The ride quality in the Slavia is a big highlight. One of the feedback even from the camouflaged prototype that I drove last year, the suspension setting in the Slavia gives it a really good balance between a pliant and firm ride. Speed-breakers, broken tarmac, rumble strips and clean black top roads are all dealt with ease. Even at the rear seat the ride quality is very good. There are no unsettling rattles, bobbing or slackening of control while going over some really bad roads. It still has a mild body roll, felt only when the Slavia is thrown into corners. 

Bottom Line

Skoda expects more than 4 out of every 5 Slavias sold to be the one-litre turbo engine variants. It will be only the small group of uncompromising, performance focused buyers that will choose the 1.5-litre Style variant. But, the one-litre TSI manual and auto variants are no pushovers. While this engine doesn’t deliver the 1.5 TSI’s pace and breadth of performance, there is enough engagement that you can wring out of it. Like in the Kushaq, It will still surprise you with its level of refinement despite being a 3-cylinder. 

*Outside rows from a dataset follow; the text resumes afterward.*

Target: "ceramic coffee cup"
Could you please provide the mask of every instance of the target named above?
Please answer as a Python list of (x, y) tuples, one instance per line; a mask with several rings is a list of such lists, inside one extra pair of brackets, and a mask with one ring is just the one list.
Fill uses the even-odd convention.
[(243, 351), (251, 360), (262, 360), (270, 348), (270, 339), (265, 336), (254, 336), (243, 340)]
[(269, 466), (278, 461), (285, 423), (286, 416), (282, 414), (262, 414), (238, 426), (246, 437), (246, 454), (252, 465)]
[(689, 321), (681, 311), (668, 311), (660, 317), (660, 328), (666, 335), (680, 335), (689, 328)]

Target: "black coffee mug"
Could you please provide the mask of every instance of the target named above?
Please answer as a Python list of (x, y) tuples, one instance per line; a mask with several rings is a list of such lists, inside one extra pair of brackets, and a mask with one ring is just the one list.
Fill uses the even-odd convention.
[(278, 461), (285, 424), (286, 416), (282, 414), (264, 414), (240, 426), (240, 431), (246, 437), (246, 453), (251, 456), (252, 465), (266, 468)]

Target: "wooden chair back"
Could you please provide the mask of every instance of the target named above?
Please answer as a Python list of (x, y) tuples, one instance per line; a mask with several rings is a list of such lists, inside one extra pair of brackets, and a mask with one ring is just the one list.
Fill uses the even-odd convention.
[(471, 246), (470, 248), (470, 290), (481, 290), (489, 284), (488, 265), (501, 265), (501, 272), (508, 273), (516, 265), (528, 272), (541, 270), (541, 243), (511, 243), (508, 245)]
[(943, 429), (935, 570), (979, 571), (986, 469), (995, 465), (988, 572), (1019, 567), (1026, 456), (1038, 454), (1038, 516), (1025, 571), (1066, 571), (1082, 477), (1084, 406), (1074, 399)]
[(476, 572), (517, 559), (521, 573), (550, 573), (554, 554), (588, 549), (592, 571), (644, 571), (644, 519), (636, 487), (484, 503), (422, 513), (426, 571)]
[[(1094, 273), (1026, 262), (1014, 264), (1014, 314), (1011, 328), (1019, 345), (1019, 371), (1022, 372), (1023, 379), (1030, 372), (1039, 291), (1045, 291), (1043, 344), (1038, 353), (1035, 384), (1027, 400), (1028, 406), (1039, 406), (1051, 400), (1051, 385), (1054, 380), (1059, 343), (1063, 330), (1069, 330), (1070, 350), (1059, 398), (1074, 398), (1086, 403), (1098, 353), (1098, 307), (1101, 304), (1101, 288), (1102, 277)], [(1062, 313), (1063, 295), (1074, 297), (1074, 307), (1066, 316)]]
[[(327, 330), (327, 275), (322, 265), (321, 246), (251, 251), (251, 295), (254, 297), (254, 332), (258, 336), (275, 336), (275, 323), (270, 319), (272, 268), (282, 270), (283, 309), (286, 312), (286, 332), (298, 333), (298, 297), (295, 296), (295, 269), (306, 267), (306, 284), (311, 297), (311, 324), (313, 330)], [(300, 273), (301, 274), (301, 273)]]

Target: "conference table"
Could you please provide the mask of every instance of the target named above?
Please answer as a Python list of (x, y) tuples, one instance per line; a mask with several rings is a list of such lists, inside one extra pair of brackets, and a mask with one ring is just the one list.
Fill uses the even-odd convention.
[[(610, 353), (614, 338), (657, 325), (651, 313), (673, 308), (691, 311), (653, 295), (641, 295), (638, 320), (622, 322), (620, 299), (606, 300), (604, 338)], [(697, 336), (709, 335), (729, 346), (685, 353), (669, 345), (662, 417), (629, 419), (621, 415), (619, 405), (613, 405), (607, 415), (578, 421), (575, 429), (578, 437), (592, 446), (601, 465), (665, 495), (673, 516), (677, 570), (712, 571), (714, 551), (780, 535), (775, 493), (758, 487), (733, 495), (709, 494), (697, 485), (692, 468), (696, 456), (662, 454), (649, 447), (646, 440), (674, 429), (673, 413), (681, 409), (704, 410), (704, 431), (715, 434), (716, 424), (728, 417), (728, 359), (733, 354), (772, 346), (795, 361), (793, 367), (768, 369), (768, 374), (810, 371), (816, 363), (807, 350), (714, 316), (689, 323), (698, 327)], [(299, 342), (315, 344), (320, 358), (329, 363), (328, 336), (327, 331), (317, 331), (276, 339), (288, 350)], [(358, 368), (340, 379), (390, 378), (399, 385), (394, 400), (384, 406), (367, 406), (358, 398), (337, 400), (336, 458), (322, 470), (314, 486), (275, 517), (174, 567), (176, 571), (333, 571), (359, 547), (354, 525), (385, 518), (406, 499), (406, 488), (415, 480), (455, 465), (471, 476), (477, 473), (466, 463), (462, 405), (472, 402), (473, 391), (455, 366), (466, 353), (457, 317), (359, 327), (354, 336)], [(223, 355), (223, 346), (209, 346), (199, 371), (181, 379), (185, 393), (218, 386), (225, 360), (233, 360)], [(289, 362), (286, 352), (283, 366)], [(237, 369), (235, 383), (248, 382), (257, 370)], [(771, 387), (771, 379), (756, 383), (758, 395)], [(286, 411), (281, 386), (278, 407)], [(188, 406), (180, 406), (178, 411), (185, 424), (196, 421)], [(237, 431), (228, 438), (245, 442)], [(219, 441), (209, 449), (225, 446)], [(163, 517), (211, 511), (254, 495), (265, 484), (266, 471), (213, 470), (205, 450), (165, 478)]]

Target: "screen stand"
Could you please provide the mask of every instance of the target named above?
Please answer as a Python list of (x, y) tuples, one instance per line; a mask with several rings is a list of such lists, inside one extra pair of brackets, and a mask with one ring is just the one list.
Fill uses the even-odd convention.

Skodas are known for their focus on performance and dynamics. The Slavia finds its position in that list with its driver-focused performance. The 1.5TSI variants are being offered only in one loaded ‘Style’ top trim each for the manual and DSG automatic. And the price differential between these variants and their 1.0TSI counterparts is quite significant. Buyers are going to be a small group of enthusiasts. The 1.0TSI will, on the other hand, be much more accessible and give the buyer in the sedan segment some much needed excitement. Prices range from ₹10.7 lakh to ₹15.4 lakh for the 1.0TSI and from ₹16.2 lakh to ₹17.8 lakh for the 1.5TSI.